Avoiding Partnership Disputes

It’s imperative you choose the right partner and have open communication. Communication is essential because you need to reassess how decisions are made and if your business goals and values align with your partner’s. During a business partnership, partners should regularly assess the risks and rewards related to the business.

Legally speaking, it’s wise to have a comprehensive partnership agreement in place. This agreement can help avoid misunderstanding by outlining each party’s professional expectations, objectives, and values. However, even with an agreement in place, partnership disputes still occur. Overall, effective communication is necessary to navigate and resolve business disputes.

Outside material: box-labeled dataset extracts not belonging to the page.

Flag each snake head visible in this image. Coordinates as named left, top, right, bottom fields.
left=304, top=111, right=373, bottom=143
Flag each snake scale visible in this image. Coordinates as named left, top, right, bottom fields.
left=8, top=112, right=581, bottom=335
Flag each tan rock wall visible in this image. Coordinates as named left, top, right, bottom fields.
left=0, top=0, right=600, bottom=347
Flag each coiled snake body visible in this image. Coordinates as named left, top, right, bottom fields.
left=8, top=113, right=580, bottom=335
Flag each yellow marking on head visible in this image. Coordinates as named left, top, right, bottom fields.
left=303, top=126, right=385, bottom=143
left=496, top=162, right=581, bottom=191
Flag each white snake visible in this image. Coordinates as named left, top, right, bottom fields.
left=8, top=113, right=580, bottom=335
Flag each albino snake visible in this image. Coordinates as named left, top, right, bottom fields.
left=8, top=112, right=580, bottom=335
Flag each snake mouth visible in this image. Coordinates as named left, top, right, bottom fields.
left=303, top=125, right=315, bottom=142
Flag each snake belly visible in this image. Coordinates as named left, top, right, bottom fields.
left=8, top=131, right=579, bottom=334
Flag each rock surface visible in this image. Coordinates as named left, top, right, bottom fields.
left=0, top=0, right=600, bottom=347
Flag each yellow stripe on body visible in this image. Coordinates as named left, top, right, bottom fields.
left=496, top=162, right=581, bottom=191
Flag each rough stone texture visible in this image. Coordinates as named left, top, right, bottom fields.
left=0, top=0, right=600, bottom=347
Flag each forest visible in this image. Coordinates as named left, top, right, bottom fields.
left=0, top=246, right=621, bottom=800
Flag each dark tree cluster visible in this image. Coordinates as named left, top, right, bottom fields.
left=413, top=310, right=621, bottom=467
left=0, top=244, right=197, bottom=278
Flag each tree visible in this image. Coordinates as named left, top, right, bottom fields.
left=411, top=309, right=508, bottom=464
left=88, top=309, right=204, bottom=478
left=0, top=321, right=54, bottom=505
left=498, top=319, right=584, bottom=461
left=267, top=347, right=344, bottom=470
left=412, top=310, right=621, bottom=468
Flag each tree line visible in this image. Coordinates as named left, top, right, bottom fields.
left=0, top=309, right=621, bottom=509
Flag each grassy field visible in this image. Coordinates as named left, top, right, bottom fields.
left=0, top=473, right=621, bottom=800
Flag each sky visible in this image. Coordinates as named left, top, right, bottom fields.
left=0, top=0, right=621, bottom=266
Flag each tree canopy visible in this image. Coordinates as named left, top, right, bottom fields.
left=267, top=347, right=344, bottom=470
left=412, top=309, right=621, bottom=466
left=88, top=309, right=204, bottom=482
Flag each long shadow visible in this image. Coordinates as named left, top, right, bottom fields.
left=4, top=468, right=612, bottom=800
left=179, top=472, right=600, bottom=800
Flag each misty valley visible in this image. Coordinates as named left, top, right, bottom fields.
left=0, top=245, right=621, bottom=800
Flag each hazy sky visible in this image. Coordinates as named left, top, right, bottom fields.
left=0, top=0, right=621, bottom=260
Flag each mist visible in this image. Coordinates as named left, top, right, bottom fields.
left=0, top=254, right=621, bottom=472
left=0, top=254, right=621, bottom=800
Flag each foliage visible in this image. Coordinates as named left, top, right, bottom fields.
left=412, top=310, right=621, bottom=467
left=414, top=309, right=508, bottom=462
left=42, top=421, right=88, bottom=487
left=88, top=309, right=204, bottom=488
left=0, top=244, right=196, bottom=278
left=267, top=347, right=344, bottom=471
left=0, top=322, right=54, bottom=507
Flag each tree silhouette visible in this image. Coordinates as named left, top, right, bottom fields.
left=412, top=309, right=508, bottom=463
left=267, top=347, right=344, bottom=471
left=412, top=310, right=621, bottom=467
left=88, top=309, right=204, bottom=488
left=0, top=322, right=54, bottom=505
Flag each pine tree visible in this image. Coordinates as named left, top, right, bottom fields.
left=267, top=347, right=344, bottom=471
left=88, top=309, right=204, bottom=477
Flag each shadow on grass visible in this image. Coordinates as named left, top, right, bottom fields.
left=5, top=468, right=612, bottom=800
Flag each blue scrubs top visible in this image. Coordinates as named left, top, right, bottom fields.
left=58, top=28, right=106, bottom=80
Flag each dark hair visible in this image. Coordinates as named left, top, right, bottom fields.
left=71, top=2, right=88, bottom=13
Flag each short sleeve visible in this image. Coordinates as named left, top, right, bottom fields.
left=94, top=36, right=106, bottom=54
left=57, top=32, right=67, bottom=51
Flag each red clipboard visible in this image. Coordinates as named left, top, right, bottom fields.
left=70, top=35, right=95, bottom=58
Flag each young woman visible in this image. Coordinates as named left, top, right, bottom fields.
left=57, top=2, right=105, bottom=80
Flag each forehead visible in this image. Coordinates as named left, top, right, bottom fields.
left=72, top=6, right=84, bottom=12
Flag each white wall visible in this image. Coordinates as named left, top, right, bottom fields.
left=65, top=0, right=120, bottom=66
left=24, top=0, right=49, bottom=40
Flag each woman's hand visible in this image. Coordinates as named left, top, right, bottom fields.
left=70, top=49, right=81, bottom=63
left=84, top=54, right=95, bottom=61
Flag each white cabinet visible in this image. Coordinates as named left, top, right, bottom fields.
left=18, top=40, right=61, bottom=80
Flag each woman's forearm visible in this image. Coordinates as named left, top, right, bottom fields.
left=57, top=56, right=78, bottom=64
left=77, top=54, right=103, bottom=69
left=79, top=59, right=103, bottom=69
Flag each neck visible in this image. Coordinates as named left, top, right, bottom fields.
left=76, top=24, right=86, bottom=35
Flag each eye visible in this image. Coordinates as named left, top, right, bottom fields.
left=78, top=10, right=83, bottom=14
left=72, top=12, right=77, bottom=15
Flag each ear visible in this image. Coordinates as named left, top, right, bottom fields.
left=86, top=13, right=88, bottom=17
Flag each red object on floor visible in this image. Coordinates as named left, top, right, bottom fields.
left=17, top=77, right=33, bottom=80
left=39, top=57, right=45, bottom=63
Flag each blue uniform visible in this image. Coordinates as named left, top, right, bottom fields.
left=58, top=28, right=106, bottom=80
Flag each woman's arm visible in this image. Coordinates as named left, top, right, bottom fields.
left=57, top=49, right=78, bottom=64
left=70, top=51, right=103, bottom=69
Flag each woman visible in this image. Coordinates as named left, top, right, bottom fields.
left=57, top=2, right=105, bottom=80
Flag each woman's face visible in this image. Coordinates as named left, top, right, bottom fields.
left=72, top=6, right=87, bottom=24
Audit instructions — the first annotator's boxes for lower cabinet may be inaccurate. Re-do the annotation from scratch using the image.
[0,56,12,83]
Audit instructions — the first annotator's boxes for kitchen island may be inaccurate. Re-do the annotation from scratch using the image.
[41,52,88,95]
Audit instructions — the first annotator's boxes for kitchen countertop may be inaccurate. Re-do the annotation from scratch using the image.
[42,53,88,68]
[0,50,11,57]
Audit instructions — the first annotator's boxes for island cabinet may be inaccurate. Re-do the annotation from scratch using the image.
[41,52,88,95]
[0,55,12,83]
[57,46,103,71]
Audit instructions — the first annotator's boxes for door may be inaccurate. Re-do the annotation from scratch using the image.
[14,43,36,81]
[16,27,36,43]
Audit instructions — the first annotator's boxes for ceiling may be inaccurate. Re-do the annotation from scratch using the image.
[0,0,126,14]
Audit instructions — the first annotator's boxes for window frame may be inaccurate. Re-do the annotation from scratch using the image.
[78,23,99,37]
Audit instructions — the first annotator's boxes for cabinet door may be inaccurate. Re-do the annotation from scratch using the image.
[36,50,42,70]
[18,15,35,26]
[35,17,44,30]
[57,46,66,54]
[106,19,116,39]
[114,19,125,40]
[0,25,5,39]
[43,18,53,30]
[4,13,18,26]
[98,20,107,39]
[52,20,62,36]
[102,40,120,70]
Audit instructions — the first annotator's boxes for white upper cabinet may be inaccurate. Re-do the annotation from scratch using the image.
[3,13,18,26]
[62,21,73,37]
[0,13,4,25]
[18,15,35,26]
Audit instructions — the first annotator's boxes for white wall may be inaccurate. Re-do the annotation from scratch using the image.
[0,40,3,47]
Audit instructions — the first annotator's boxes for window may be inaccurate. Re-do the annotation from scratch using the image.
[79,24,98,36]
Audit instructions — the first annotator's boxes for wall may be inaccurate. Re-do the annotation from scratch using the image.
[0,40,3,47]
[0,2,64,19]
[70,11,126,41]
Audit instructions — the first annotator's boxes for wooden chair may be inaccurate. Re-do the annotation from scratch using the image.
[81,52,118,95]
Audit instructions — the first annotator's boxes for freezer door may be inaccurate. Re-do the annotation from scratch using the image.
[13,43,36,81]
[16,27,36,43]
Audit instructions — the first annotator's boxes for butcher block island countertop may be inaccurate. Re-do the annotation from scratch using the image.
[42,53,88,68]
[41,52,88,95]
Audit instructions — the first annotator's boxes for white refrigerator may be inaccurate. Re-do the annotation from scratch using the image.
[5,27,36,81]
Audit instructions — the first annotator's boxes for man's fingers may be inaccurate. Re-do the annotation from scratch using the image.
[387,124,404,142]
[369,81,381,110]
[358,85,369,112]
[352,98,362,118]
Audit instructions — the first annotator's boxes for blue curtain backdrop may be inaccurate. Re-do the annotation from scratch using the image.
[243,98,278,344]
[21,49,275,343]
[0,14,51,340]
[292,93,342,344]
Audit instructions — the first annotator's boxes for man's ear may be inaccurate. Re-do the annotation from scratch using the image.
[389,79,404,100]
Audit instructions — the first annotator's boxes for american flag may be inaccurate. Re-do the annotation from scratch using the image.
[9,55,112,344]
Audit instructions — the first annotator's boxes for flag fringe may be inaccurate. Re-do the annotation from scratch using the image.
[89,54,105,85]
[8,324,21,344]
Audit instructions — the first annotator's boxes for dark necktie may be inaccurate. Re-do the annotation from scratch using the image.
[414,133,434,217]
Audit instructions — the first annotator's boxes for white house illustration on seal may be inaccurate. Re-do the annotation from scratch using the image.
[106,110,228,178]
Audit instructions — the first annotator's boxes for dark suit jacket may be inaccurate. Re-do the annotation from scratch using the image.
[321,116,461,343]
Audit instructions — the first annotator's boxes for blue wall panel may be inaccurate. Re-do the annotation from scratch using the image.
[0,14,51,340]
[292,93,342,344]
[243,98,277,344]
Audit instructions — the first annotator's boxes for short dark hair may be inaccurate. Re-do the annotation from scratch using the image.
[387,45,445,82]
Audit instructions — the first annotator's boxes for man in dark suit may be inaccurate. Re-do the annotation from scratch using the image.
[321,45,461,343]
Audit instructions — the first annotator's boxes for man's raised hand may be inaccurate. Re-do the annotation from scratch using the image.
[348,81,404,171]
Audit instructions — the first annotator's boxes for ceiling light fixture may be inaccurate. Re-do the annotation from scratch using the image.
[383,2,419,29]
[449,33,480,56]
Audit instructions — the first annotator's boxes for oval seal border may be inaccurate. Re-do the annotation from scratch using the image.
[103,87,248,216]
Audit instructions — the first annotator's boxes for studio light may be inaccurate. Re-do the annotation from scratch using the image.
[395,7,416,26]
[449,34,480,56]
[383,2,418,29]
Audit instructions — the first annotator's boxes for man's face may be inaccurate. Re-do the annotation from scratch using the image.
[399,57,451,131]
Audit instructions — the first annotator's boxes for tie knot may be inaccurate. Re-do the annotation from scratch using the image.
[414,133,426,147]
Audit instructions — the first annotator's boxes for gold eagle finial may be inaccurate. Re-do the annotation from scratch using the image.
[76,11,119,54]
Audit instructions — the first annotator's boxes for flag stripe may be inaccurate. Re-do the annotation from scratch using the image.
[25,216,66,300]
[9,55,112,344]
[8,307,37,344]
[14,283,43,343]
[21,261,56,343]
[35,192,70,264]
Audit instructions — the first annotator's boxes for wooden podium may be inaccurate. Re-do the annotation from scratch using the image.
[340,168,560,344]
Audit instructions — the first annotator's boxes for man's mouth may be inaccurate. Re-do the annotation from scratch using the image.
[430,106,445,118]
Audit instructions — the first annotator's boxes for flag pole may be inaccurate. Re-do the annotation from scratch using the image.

Partners should always work on developing their communication skills even before an altercation arises. Some ways to practice communication skills is to consider taking communications skills training or through coaching.

Resolving Business Partnership Disputes

But what if you can’t resolve your conflict? If this happens, partners need to determine whether or not one partner buys the other out or both sell out to a third party. Whatever decision you make, consider hiring a reliable commercial litigator to help with the dissolution of the partnership. An attorney can also help the partners agree on the next course of action.

One popular option when resolving business partnership disputes is to seek partnership mediation. Partnership mediation is when a third-party works with the partners and lawyers to surface all underlying issues. The third-party also helps structure an agreement that appeals to both sides, address all partners’ emotions, and facilitates constructive communication. Third-party members also identify solutions that meet all parties’ interests, as well as the business’ and the partnerships’, for future success. The third-party helps the partners to develop the skills needed to avoid or address future disputes. Partnership mediation is a voluntary process and is considered an efficient and effective approach for dispute resolution that’s quicker and cheaper than litigation matters in the courtroom.